Most of the agile methodologies address this dilemma pretty clearly. You can't test everything. Neither can you test it infinite number of times before you release. So the procedure is to rely on the risk and likelihood of the bug. Both risk and likelihood are numerical values. The product of both gives you a RPN number. If the number is less than 15 you ship a beta. If you can bring it down to less than 10 you ship the product and push the bug to be fixed in a future releasee.

How to calculate risk ?

If its a crash then its a 5 If its a crash but you can provide a work around then its a number less than 5. If the bug reduces the functionality then its a 4

How to calculate likelihood ?

can you re-produce it every time you run, its a 5. If the work around provided still causes it to crash then less than 5

Well, I am curious to know whether anyone else using this scheme and eager to know their milage on this.

Answer 6

The questions I heard wer, how do I estimate the bugs in my software? and what techniques do I use to ensure the quality is good?

Rather than go through a full course, here are a couple approaches.

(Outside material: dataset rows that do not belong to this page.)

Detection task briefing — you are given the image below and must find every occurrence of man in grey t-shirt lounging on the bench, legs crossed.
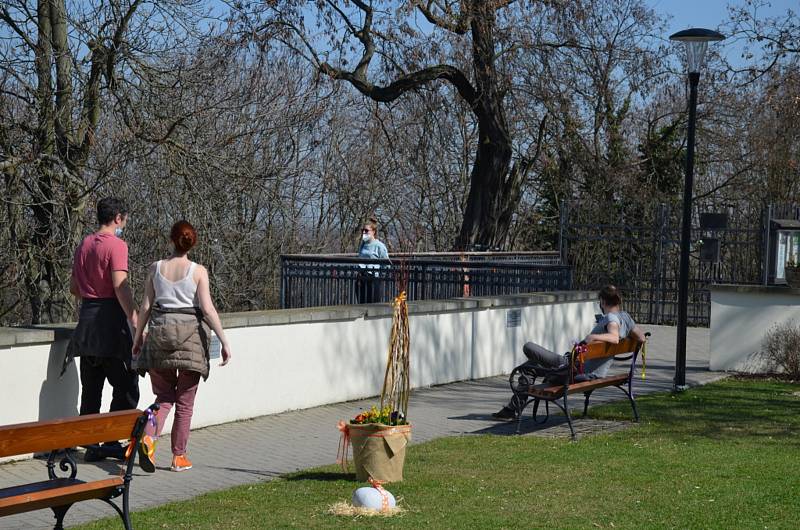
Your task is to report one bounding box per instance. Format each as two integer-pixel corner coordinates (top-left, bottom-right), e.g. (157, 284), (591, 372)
(492, 285), (646, 420)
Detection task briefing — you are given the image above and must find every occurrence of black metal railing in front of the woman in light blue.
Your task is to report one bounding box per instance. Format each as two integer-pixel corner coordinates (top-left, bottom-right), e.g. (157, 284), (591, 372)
(281, 252), (572, 309)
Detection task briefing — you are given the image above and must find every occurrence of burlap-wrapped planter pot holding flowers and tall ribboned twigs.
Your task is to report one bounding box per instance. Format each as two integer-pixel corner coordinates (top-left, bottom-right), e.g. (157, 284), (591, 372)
(347, 423), (411, 482)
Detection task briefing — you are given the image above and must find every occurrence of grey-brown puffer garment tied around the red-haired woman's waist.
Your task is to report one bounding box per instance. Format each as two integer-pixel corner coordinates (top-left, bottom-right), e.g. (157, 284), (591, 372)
(135, 305), (211, 380)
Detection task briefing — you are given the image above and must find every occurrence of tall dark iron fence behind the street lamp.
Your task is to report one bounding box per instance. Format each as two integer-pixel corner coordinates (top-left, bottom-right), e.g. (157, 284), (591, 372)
(561, 205), (800, 326)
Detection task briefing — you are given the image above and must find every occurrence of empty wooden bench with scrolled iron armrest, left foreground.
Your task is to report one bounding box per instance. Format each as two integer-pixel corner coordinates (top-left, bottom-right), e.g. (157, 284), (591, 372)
(0, 405), (158, 529)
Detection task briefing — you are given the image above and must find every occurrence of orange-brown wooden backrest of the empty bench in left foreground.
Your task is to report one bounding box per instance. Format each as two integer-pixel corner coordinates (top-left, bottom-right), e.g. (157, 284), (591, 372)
(0, 409), (142, 457)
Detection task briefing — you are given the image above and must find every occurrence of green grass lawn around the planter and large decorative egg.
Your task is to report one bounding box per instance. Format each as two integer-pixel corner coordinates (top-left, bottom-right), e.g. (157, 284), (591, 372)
(80, 379), (800, 530)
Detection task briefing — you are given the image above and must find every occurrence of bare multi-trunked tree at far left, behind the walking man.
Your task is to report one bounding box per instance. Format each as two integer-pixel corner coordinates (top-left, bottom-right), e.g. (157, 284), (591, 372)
(0, 0), (212, 323)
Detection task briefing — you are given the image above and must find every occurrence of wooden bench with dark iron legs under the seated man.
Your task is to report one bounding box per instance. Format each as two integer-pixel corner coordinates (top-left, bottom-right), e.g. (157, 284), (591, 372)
(511, 333), (650, 440)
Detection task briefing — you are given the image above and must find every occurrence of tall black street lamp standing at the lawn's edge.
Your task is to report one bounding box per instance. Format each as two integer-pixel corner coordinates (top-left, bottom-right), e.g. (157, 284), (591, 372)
(669, 28), (725, 392)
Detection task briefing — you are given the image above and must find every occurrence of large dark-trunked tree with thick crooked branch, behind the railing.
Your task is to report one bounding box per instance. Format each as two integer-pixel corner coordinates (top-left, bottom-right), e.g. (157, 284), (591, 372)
(241, 0), (564, 248)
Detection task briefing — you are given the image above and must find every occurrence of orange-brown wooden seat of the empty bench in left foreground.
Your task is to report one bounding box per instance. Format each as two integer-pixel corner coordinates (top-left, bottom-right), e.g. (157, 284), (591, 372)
(0, 477), (124, 517)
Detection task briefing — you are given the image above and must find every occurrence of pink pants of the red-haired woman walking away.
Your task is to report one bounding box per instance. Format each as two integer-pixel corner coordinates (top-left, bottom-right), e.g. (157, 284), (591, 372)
(145, 370), (200, 455)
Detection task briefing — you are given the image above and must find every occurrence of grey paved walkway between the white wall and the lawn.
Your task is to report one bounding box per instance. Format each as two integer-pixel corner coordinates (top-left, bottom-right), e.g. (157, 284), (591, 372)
(0, 326), (723, 530)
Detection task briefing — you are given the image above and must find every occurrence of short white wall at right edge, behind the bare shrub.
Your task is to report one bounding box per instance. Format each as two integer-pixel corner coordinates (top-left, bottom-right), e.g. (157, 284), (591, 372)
(709, 286), (800, 373)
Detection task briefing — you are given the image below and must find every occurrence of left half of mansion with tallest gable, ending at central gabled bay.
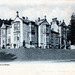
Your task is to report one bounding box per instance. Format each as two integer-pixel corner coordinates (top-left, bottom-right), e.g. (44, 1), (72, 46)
(1, 11), (38, 48)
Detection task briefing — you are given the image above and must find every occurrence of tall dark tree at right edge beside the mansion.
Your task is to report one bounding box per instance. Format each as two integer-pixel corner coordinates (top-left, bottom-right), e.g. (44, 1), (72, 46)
(67, 13), (75, 45)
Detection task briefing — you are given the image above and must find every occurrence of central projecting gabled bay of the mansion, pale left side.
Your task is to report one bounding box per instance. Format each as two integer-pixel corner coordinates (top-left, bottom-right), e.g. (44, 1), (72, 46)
(37, 17), (51, 48)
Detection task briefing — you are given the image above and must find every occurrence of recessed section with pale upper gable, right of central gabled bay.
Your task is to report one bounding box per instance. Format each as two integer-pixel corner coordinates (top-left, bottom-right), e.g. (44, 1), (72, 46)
(51, 18), (60, 49)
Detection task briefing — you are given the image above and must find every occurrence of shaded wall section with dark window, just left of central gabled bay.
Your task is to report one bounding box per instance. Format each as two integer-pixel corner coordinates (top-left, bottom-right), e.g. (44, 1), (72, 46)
(29, 21), (38, 47)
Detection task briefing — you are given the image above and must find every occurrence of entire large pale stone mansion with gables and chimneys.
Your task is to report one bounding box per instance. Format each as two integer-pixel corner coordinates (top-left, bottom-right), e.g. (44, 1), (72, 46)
(0, 11), (68, 49)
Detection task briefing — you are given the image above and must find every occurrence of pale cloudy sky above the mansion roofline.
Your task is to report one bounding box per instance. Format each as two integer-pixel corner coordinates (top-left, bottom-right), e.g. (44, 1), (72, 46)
(0, 0), (75, 25)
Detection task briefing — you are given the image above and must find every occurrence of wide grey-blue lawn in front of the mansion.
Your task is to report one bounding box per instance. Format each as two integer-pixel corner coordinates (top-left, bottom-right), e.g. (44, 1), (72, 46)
(0, 48), (75, 62)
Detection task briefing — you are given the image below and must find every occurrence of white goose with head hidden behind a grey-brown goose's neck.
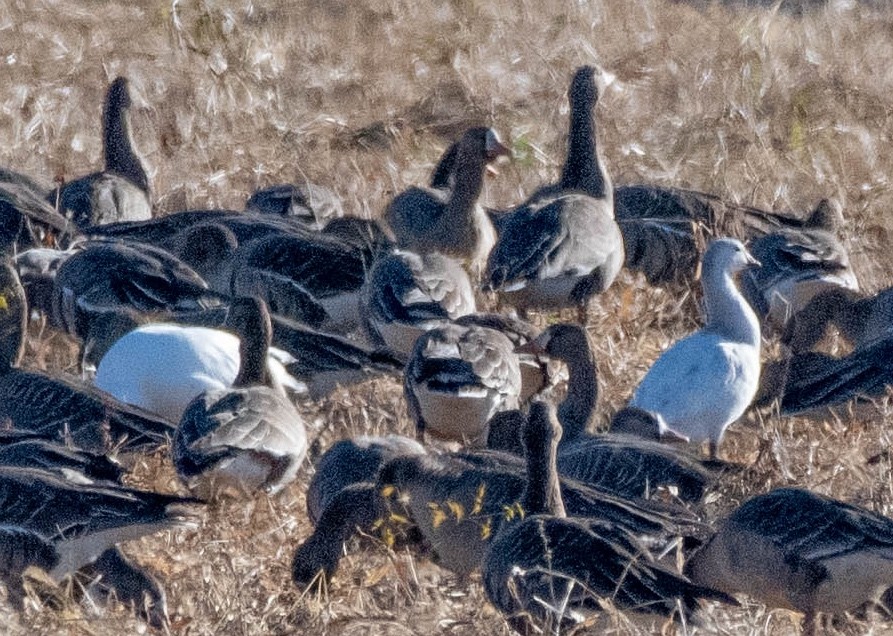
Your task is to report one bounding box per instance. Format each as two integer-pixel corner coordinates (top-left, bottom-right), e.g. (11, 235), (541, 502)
(95, 304), (305, 422)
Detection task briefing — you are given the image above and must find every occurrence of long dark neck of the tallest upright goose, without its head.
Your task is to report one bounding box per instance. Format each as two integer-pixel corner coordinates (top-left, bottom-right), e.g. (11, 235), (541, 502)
(561, 101), (611, 199)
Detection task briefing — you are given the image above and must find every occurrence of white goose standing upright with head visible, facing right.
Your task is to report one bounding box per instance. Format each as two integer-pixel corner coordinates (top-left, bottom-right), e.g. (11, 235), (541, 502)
(630, 239), (760, 456)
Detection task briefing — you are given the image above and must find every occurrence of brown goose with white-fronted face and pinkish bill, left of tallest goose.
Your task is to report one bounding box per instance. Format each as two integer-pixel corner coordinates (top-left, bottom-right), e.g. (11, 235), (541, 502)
(384, 128), (509, 272)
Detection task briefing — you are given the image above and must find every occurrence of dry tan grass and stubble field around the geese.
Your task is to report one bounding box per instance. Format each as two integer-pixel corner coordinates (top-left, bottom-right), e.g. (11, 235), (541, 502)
(0, 0), (893, 636)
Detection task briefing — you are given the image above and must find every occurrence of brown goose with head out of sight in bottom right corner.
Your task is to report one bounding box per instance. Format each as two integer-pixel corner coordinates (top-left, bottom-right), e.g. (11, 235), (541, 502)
(685, 488), (893, 634)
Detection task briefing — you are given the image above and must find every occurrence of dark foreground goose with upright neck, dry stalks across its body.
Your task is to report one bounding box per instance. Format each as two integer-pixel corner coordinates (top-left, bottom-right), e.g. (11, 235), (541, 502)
(482, 400), (735, 633)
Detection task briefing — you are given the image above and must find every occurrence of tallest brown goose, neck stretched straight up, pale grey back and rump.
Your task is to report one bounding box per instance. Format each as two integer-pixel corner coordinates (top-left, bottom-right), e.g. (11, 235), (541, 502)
(484, 66), (623, 322)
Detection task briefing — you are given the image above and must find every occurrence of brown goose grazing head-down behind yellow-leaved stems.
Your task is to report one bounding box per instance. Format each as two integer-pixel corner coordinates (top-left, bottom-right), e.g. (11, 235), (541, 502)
(292, 432), (700, 586)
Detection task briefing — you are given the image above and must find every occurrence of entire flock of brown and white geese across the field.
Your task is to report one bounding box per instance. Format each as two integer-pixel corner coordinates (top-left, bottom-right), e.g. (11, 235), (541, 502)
(0, 66), (893, 633)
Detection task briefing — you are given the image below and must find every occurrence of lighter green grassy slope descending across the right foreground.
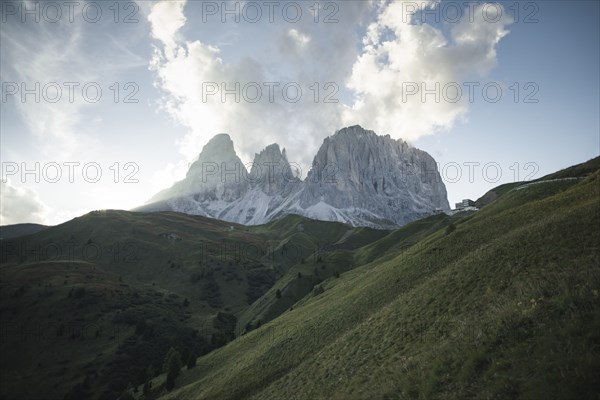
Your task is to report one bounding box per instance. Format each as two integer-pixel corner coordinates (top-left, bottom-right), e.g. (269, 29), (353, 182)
(155, 159), (600, 400)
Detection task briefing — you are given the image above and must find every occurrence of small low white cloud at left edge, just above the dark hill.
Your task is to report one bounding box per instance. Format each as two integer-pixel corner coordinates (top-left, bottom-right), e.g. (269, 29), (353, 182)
(0, 179), (50, 225)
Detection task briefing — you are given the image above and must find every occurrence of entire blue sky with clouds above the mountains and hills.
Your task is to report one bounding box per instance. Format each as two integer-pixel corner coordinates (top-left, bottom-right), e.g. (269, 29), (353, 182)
(0, 0), (600, 225)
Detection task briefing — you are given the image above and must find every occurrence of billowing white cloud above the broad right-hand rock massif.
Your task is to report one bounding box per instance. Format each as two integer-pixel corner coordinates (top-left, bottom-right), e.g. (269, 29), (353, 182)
(343, 1), (512, 140)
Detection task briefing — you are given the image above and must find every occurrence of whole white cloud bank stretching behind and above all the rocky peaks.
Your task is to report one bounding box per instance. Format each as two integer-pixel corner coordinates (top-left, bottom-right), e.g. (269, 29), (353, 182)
(149, 0), (511, 173)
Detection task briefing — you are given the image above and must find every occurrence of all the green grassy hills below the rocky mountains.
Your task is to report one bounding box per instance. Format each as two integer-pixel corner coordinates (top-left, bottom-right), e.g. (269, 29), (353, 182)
(0, 159), (600, 400)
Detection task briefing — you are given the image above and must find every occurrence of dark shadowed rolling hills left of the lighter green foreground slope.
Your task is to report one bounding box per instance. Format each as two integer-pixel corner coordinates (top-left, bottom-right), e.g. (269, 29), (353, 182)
(0, 210), (367, 399)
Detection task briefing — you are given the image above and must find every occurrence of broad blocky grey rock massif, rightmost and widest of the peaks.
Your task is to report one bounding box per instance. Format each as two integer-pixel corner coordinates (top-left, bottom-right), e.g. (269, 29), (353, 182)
(300, 126), (449, 225)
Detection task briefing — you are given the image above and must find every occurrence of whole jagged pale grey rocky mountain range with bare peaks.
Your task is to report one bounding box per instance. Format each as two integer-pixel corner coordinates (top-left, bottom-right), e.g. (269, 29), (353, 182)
(134, 126), (449, 229)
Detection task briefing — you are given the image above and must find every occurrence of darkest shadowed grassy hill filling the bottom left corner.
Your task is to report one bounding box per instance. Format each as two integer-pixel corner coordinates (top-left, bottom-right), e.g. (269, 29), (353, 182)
(0, 261), (198, 399)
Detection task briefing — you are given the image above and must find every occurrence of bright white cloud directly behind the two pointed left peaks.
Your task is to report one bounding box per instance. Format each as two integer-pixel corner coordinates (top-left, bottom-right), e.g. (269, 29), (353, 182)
(149, 3), (350, 170)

How do I estimate the bugs in my software?

Start with the history, you know how many you found during testing (hopefully) and you know how many were found after the fact. You can use that to estimate how efficient you are at finding bugs (DDR - Defect Detection Rate is one name for this). If you can show that for some consistent time period, your DDR is consistent (or improving) you can provide some insight into the quality of the release by guessing at the number of post-release defects that will be found once the product is released.

What techniques do I use to ensure the quality is good?

Root cause analysis on your bugs will point you to specific components that are buggy, specific developers that create buggy code, the fact that lacking full requirements results in implementation not matching expectations, etc.

Project Review meetings to quickly identify what was good, so those things can be repeated and what was bad and find a way to not do those again.

Hopefully, these give you a good start. Good Luck!

Answer 7

It seems the consensus is that the emphasis should be placed on unit testing. Bug tracking is a good indicator of the product quality, but is only is acurate as your test team. If you employ unit testing it gives you a measurable metric of code coverage and provides regression testing so you can be assured you didn't break anything since last month.

My company relies on system/integration level testing. I see alot of defects being introduced because there is a lack of regression testing. I think "bugs" where the developer's implementation of the requirements deviates from the user's vision is sort of a seperate problem that as Dan and rptony stated is best addressed by Agile methodologies.